LOS ANGELES (Fortune) -- It was Jeff Bewkes who famously spoke up in an internal management meeting in 2002 and burst the bubble on AOL's friendly 2001 takeover of Time Warner, which was supposed to create a digital media juggernaut. "This is bull----", said Bewkes, who ran the conglomerate's HBO division, interrupting Steve Case, the Internet entrepreneur who had become chairman of what was then called AOL Time Warner. "The only problem in this construct is AOL."
And it is Bewkes, who, as the current chairman and CEO of Time Warner (TWX, Fortune 500), has finally cut AOL loose: To the surprise of few, the company announced plans today to make AOL an independent publicly-traded company.
In the era of economic crisis and beaten-down media stocks, the "worst corporate merger ever" doesn't have the sting it once had, and most media observers - and hard-bitten Time Warner shareholders and employees among them - have long resigned themselves to the fact that AOL could not regain its luster as part of the media conglomerate that owns Warner Bros., HBO, the Turner cable networks and Time Inc. (and whose brands include CNNMoney.com and Fortune).
Indeed, at Time Warner's annual meeting this morning, AOL generated only a couple of brief shareholder questions at a gathering that lasted more than three hours. And Bewkes pointed out that its jettison follows the playbook used to recently make Time Warner Cable (TWC) a separate company, as part of a move to streamline and refocus the business as a purveyor of content. "We just need to perform well - steady earnings growth, steady cash flow and a clear future," Bewkes told the meeting.
Still, AOL's impact on Time Warner for the past few years has been even greater than a glance at Time Warner's income statements would suggest. (For more on the financial impact of the spinoff, see "Time Warner goes with the cash flow.") The bigger cost of AOL to Time Warner has been psychic - a constant reminder not just of a bubble-era blunder that evaporated more than $100 billion in bubble-era shareholder value, but a more recent reminder that for years now Time Warner has not been able to figure out what to do with it.
Thus, Bewkes' recent hiring of Tim Armstrong from Google (GOOG, Fortune 500) as AOL's new chairman and CEO - the second time he changed management in less than three years - was a clear signal that the business would be heading into a new, autonomous direction.
The thinking is that, once independent, AOL will be free to pursue partnerships with the other leading Web players (Yahoo (YHOO, Fortune 500), Microsoft (MSFT, Fortune 500), Google, MySpace) who have been trying to figure out their next moves in the digital dance. For all its challenges, AOL is still one of the most-trafficked destinations online, with 107 million unique users, a reach that many media companies would kill for. (And, for what it's worth, it's still the largest seller of dial-up Internet access going.)

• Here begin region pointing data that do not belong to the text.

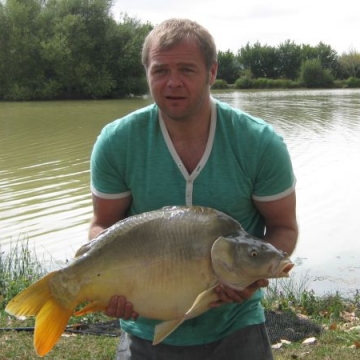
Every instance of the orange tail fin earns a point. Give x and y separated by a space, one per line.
51 316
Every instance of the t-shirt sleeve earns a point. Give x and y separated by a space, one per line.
275 178
106 170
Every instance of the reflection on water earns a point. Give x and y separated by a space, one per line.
44 173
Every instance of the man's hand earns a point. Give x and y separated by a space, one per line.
228 295
119 307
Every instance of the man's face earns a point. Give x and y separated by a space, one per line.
179 81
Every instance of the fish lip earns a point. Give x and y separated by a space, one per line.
285 269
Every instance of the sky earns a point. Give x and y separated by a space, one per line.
234 23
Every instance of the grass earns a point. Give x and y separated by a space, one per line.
336 314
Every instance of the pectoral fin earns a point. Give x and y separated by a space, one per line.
165 328
200 305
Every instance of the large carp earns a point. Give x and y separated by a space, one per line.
166 262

Given that existing Time Warner shareholders will get a pro rata piece of the separate AOL, a split off neatly addresses a concern that the final indignity for Time Warner would be to sell the business too cheaply and see someone else make a success of it.

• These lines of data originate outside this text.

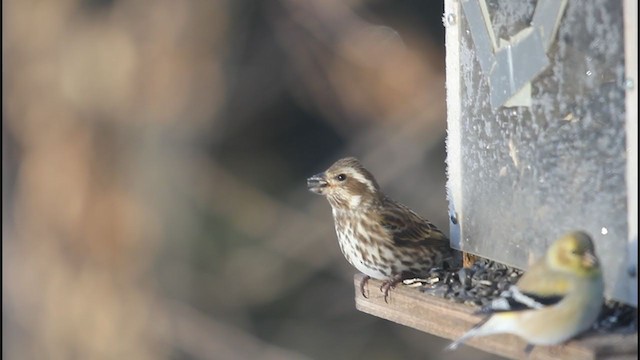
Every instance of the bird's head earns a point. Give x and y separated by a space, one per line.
346 184
574 252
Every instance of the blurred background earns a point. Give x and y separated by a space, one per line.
154 158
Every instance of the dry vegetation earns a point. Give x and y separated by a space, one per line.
154 164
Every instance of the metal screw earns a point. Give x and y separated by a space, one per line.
449 19
629 84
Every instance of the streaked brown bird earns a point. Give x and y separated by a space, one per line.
381 238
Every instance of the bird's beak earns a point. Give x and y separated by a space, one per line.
589 260
317 183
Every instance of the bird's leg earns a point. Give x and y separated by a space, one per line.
363 283
390 284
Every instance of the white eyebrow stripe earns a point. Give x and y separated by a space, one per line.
358 176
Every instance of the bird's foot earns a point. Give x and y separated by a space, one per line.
363 284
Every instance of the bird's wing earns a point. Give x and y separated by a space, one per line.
408 229
538 288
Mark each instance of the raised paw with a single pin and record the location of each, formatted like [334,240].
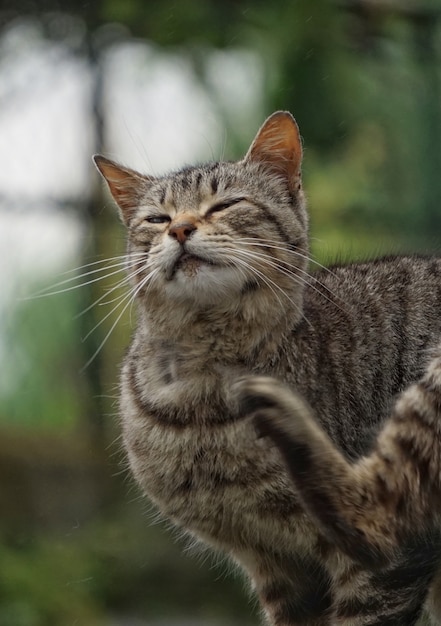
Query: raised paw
[277,411]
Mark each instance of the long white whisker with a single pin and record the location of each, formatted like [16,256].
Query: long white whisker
[124,297]
[306,277]
[258,241]
[52,289]
[118,285]
[268,281]
[131,297]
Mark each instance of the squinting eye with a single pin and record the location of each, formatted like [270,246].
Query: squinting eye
[158,219]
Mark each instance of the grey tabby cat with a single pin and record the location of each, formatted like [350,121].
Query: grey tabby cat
[332,511]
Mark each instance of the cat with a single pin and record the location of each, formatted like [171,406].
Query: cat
[285,417]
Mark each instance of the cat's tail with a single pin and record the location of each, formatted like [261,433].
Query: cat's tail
[369,508]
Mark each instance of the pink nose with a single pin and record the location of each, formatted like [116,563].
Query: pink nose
[181,231]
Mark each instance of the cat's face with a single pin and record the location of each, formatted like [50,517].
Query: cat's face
[221,230]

Former AOL chief Case, who left the merged company not very long after Bewkes spoke out against it and its stock price collapsed, has publicly called for AOL to be split off from Time Warner for some time.
Thursday morning, after Time Warner made its announcement, he Twittered on the subject: "Agree w/ Jeff Bewkes, it is best for AOL and for TW." A few minutes later, he added: "Thomas Edison: 'Vision without execution is hallucination' - pretty much sums up AOL/TW - failure of leadership (myself included)."